This poor fellow now, thought the pained American, is the victim of that sad superstition which associates goblins with the deserted body of man, as ghosts with an abandoned house. (51.73)
While we've never heard this particular suspicion, a goblin-infested body seems like it could be an interesting plot development on The Walking Dead.
Has he been robbing the trunks of dead cabin passengers? (57.119)
This seems like a pretty specific thing for Delano to focus on, but he's used to keeping a crew in check. Is it possible this was a problem on his own ship?
Above all, he began to feel a ghostly dread of Don Benito. (58.122)
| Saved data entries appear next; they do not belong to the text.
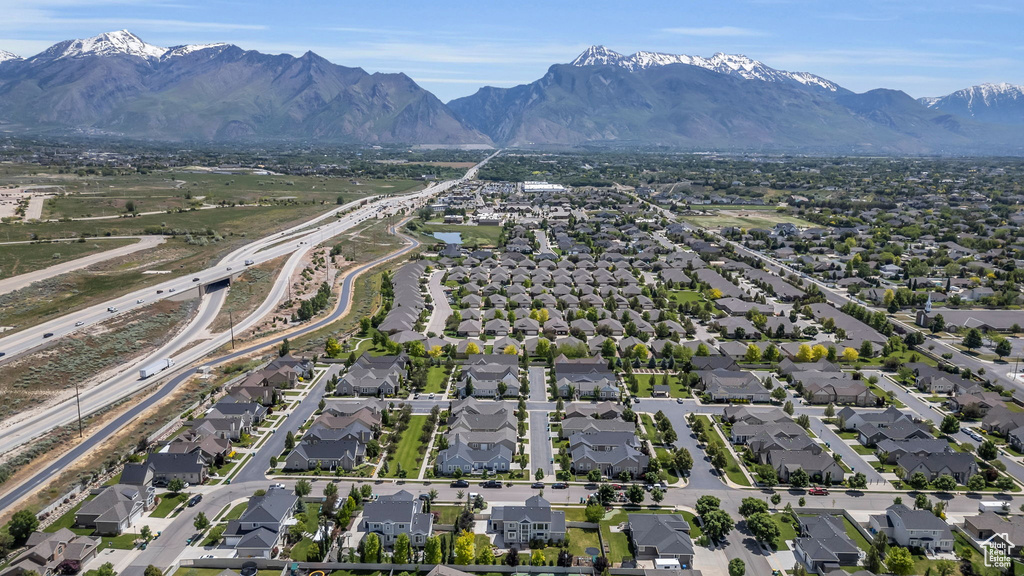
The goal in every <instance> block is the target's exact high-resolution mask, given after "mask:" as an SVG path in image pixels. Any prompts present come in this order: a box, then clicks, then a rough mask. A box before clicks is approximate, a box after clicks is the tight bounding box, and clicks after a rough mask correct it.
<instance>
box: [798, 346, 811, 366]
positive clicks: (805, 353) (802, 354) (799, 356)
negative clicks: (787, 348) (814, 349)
mask: <svg viewBox="0 0 1024 576" xmlns="http://www.w3.org/2000/svg"><path fill="white" fill-rule="evenodd" d="M810 361H811V346H809V345H807V344H800V347H798V348H797V362H810Z"/></svg>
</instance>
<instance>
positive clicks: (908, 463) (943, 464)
mask: <svg viewBox="0 0 1024 576" xmlns="http://www.w3.org/2000/svg"><path fill="white" fill-rule="evenodd" d="M896 464H897V465H899V467H901V468H903V470H904V474H903V480H904V481H907V480H910V477H912V476H913V475H914V474H916V472H922V474H924V475H925V477H926V478H928V481H929V482H932V481H934V480H935V479H937V478H939V477H940V476H943V475H948V476H951V477H952V478H953V480H955V481H956V484H967V481H968V479H970V478H971V477H972V476H974V475H976V474H978V462H977V461H976V460H975V459H974V454H970V453H964V452H940V453H937V454H906V455H904V456H902V457H900V458H899V459H897V460H896Z"/></svg>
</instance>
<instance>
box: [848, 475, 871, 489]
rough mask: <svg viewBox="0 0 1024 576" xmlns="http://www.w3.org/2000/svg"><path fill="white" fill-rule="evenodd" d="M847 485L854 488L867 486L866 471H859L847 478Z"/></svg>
mask: <svg viewBox="0 0 1024 576" xmlns="http://www.w3.org/2000/svg"><path fill="white" fill-rule="evenodd" d="M846 485H847V486H849V487H850V488H853V489H858V488H866V487H867V477H865V476H864V472H857V474H855V475H853V476H852V477H850V478H849V479H847V481H846Z"/></svg>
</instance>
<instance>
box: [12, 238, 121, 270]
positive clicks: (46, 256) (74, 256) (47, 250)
mask: <svg viewBox="0 0 1024 576" xmlns="http://www.w3.org/2000/svg"><path fill="white" fill-rule="evenodd" d="M136 242H138V241H137V240H134V239H129V238H125V239H121V238H114V239H111V240H105V239H104V240H91V241H88V242H44V243H38V244H36V243H34V244H8V245H5V246H0V278H10V277H12V276H17V275H19V274H26V273H30V272H35V271H37V270H42V269H45V268H48V266H51V265H53V264H55V263H59V262H66V261H68V260H73V259H75V258H78V257H81V256H87V255H89V254H95V253H97V252H105V251H106V250H113V249H114V248H120V247H122V246H127V245H129V244H135V243H136Z"/></svg>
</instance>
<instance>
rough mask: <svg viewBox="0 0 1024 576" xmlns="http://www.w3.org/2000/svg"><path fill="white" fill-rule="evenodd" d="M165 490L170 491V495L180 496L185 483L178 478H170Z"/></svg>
mask: <svg viewBox="0 0 1024 576" xmlns="http://www.w3.org/2000/svg"><path fill="white" fill-rule="evenodd" d="M167 489H168V490H170V491H171V494H180V493H181V491H182V490H184V489H185V483H184V481H183V480H181V479H180V478H172V479H171V480H170V482H168V483H167Z"/></svg>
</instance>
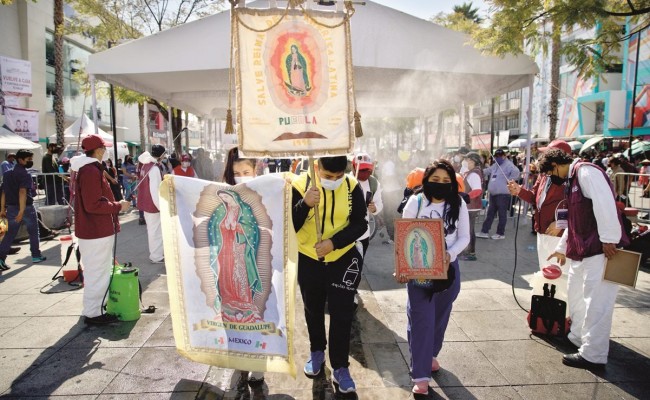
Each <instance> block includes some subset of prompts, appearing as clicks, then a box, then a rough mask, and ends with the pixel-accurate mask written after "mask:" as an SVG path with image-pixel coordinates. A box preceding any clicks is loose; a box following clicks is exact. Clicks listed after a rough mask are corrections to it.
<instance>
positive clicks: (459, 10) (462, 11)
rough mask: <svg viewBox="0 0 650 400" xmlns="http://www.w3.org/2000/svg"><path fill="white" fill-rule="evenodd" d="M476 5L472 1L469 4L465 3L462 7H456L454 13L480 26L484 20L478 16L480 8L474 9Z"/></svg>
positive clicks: (454, 7) (462, 5)
mask: <svg viewBox="0 0 650 400" xmlns="http://www.w3.org/2000/svg"><path fill="white" fill-rule="evenodd" d="M473 7H474V5H473V4H472V2H471V1H470V2H469V3H463V4H461V5H459V6H458V5H457V6H454V13H456V14H461V15H462V16H463V17H465V18H467V19H469V20H470V21H473V22H475V23H477V24H480V23H481V22H482V21H483V18H481V17H479V15H478V8H473Z"/></svg>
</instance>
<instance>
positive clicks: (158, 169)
mask: <svg viewBox="0 0 650 400" xmlns="http://www.w3.org/2000/svg"><path fill="white" fill-rule="evenodd" d="M154 165H156V164H154V163H148V164H144V165H143V166H142V168H140V182H141V183H139V186H138V210H140V211H144V212H148V213H157V212H160V210H158V208H157V207H156V205H155V204H154V202H153V199H152V198H151V190H149V171H150V170H151V168H153V166H154ZM158 171H160V168H158ZM161 177H162V173H161Z"/></svg>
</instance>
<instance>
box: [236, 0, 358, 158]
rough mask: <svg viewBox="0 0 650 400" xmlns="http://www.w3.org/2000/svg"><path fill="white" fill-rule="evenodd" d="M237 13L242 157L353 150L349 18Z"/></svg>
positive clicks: (319, 153)
mask: <svg viewBox="0 0 650 400" xmlns="http://www.w3.org/2000/svg"><path fill="white" fill-rule="evenodd" d="M234 12H235V17H234V20H235V24H234V25H235V28H234V29H233V36H234V47H235V53H234V54H235V72H236V74H235V79H236V93H237V125H238V130H237V133H238V137H239V143H240V146H241V150H242V152H243V153H245V154H246V155H247V156H257V157H261V156H276V157H282V156H294V155H309V154H312V155H333V154H346V153H349V152H351V151H352V149H353V146H354V91H353V85H352V60H351V47H350V46H351V45H350V24H349V14H345V13H335V12H325V11H320V12H319V11H314V10H282V9H268V10H259V9H246V8H236V9H234ZM307 13H308V14H307Z"/></svg>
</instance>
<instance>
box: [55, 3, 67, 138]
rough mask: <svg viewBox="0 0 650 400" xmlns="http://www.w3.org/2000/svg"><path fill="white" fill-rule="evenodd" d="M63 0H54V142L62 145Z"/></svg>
mask: <svg viewBox="0 0 650 400" xmlns="http://www.w3.org/2000/svg"><path fill="white" fill-rule="evenodd" d="M64 29H65V20H64V18H63V0H54V122H55V125H56V144H57V145H58V146H60V147H63V135H64V130H65V126H64V124H65V108H64V106H63V57H64V56H65V55H64V54H63V35H64V34H65V32H64Z"/></svg>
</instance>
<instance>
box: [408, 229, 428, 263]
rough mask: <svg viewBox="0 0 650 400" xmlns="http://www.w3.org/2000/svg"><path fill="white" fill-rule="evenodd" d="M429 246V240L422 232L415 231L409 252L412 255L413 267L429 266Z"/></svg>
mask: <svg viewBox="0 0 650 400" xmlns="http://www.w3.org/2000/svg"><path fill="white" fill-rule="evenodd" d="M428 251H429V246H428V245H427V241H426V240H424V238H423V237H422V236H421V235H420V232H418V231H415V232H413V239H411V243H410V244H409V254H410V255H411V267H412V268H413V269H416V268H429V263H428V261H427V252H428Z"/></svg>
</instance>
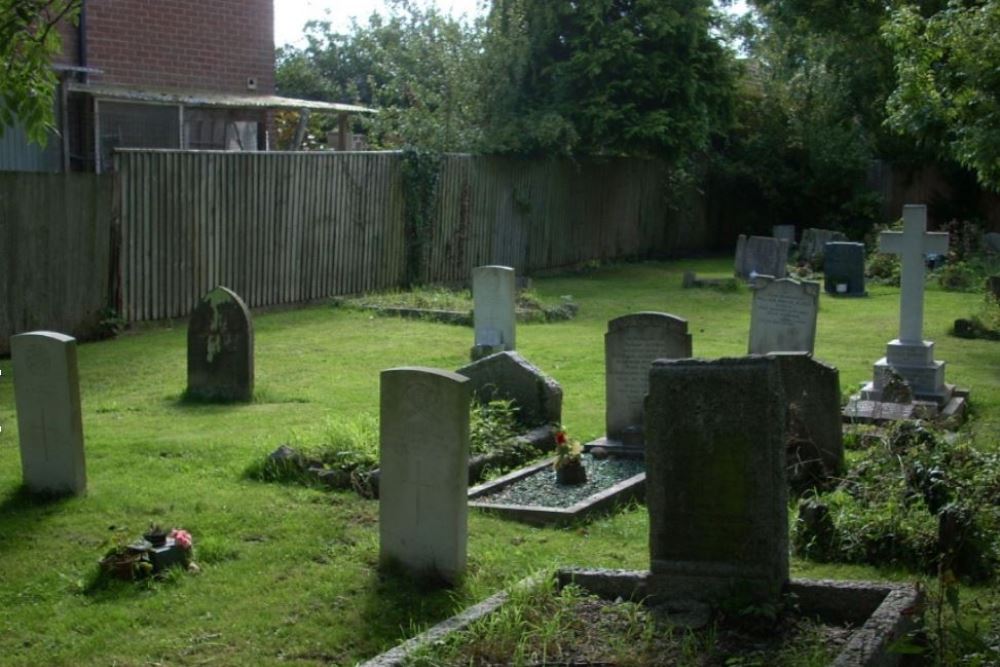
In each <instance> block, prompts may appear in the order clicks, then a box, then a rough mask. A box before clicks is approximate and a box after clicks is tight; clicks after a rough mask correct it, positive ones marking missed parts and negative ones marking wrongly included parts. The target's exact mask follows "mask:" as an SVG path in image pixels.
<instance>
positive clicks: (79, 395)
mask: <svg viewBox="0 0 1000 667" xmlns="http://www.w3.org/2000/svg"><path fill="white" fill-rule="evenodd" d="M10 351H11V359H12V360H13V362H14V397H15V402H16V405H17V428H18V434H19V438H20V444H21V469H22V471H23V475H24V484H25V485H26V486H27V487H28V489H29V490H30V491H32V492H35V493H55V494H63V493H74V494H80V493H83V492H84V491H86V490H87V472H86V465H85V462H84V457H83V420H82V418H81V415H80V383H79V377H78V375H77V367H76V339H75V338H73V337H72V336H66V335H64V334H61V333H55V332H52V331H32V332H29V333H23V334H18V335H17V336H12V337H11V339H10Z"/></svg>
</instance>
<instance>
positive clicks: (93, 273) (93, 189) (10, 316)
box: [0, 172, 113, 354]
mask: <svg viewBox="0 0 1000 667" xmlns="http://www.w3.org/2000/svg"><path fill="white" fill-rule="evenodd" d="M112 204H113V200H112V182H111V179H110V178H109V177H107V176H96V175H94V174H67V175H63V174H56V175H53V174H36V173H28V172H0V354H8V353H9V351H10V336H11V335H13V334H15V333H20V332H22V331H31V330H35V329H49V330H54V331H60V332H62V333H68V334H72V335H74V336H78V337H81V338H90V337H93V336H94V335H96V334H97V333H98V331H99V329H100V323H101V320H102V318H103V317H105V315H106V312H105V309H106V308H107V307H108V305H109V304H110V303H111V295H110V293H109V283H110V275H111V271H110V267H111V243H110V238H111V236H110V230H111V220H112Z"/></svg>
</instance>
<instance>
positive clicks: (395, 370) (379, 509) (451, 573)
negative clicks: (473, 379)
mask: <svg viewBox="0 0 1000 667" xmlns="http://www.w3.org/2000/svg"><path fill="white" fill-rule="evenodd" d="M470 388H471V383H470V382H469V379H468V378H466V377H463V376H461V375H458V374H456V373H449V372H447V371H442V370H436V369H433V368H416V367H413V368H392V369H389V370H385V371H382V374H381V399H380V423H379V457H380V461H381V477H380V480H379V556H380V560H381V561H382V562H386V561H394V562H398V563H400V564H401V565H403V566H404V567H405V568H407V569H408V570H410V571H411V572H414V573H416V574H418V575H432V576H436V577H440V578H441V579H443V580H445V581H447V582H452V583H453V582H455V581H457V580H458V579H459V578H460V577H461V575H462V573H463V572H464V570H465V563H466V543H467V539H468V502H467V500H466V493H467V491H468V466H469V401H470Z"/></svg>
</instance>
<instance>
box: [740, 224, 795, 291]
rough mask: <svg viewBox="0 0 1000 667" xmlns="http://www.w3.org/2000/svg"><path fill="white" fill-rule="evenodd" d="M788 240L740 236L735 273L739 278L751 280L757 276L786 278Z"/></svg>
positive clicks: (753, 236)
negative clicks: (750, 279)
mask: <svg viewBox="0 0 1000 667" xmlns="http://www.w3.org/2000/svg"><path fill="white" fill-rule="evenodd" d="M788 247H789V243H788V241H786V240H782V239H775V238H771V237H769V236H751V237H749V238H748V237H746V236H744V235H743V234H740V237H739V239H738V240H737V241H736V262H735V273H736V277H737V278H742V279H744V280H749V279H750V278H751V277H755V276H773V277H775V278H784V277H785V271H786V269H787V266H786V265H787V264H788Z"/></svg>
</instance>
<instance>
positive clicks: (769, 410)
mask: <svg viewBox="0 0 1000 667" xmlns="http://www.w3.org/2000/svg"><path fill="white" fill-rule="evenodd" d="M785 405H786V403H785V397H784V390H783V388H782V384H781V372H780V368H779V362H778V361H777V360H776V359H775V358H774V357H745V358H740V359H720V360H716V361H704V360H700V359H683V360H677V361H657V362H656V363H654V364H653V367H652V370H651V371H650V374H649V397H648V398H647V399H646V506H647V507H648V508H649V543H650V560H651V564H650V565H651V567H650V570H651V574H652V576H651V580H652V588H653V590H654V591H655V592H656V593H658V594H659V595H662V596H665V597H668V598H674V599H679V600H693V601H696V602H709V603H711V602H715V601H718V600H719V599H720V598H725V597H728V596H730V595H734V594H740V595H748V596H750V597H752V598H755V599H759V600H775V599H777V598H778V596H779V595H780V594H781V589H782V587H783V586H784V585H785V583H786V582H787V581H788V507H787V500H788V489H787V488H786V484H787V482H786V477H785V409H786V408H785ZM659 595H658V597H659Z"/></svg>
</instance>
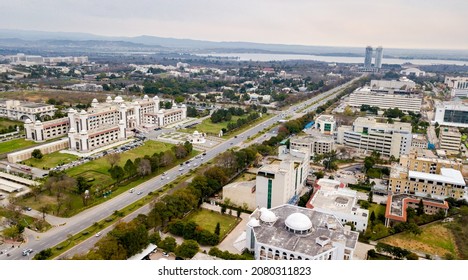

There's just something about Benito Cereno. Freud might say he inspires a sense of the uncanny.
Or, in his haunted mood at the moment, had some random, unintentional motion of the man, while busy with the stay as if repairing it, been mistaken for a significant beckoning? (65.161)
Okay, okay. "Haunted" in this sentence doesn't have to do with the ghost variety, but it definitely evokes a ghostly sense. Even the slightest movement has meaning for Captain Delano.
Seeing him relapsing into his forbidding doom, and still remaining seated, Captain Delano […] withdrew, on pretense of seeing whether, as he had prophesied, any signs of a breeze were visible. (77.234)
Benito Cereno has the creepy tendency of just suddenly retreating inward. Chalk it up to his sickness, his nervousness, or something else going on…we just know it's spooky.
[…] as the bleached hull swung round towards the open ocean, death for the figurehead, in a human skeleton, chalky comment on the chalked words below, FOLLOW YOUR LEADER. (88.320)
The worst part of this revealing of Aranda's skeleton is its suddenness. Seems like an awfully strange coincidence that it would happen at the exact moment Cereno escapes…
"Tis he, Aranda! My murdered, unburied friend!" (88.321)
Seeing the skeleton of your best buddy has to do some major psychological damage. Did Cereno know he was there the whole time?
It was nearly night, but the moon was rising.
There's nothing like a full moon to illuminate a battlefield (on the ocean). There's a weird kind of comparison being made about the serene natural world and the violence of humanity.
With creaking masts, she came heavily round to the wind, the prow slowly swinging into view of the boats, its skeleton gleaming in the horizontal moonlight […] (90.331)
Melville seems to be revving up for a theatrical performance. The skeleton has the spotlight, so it should take its bow!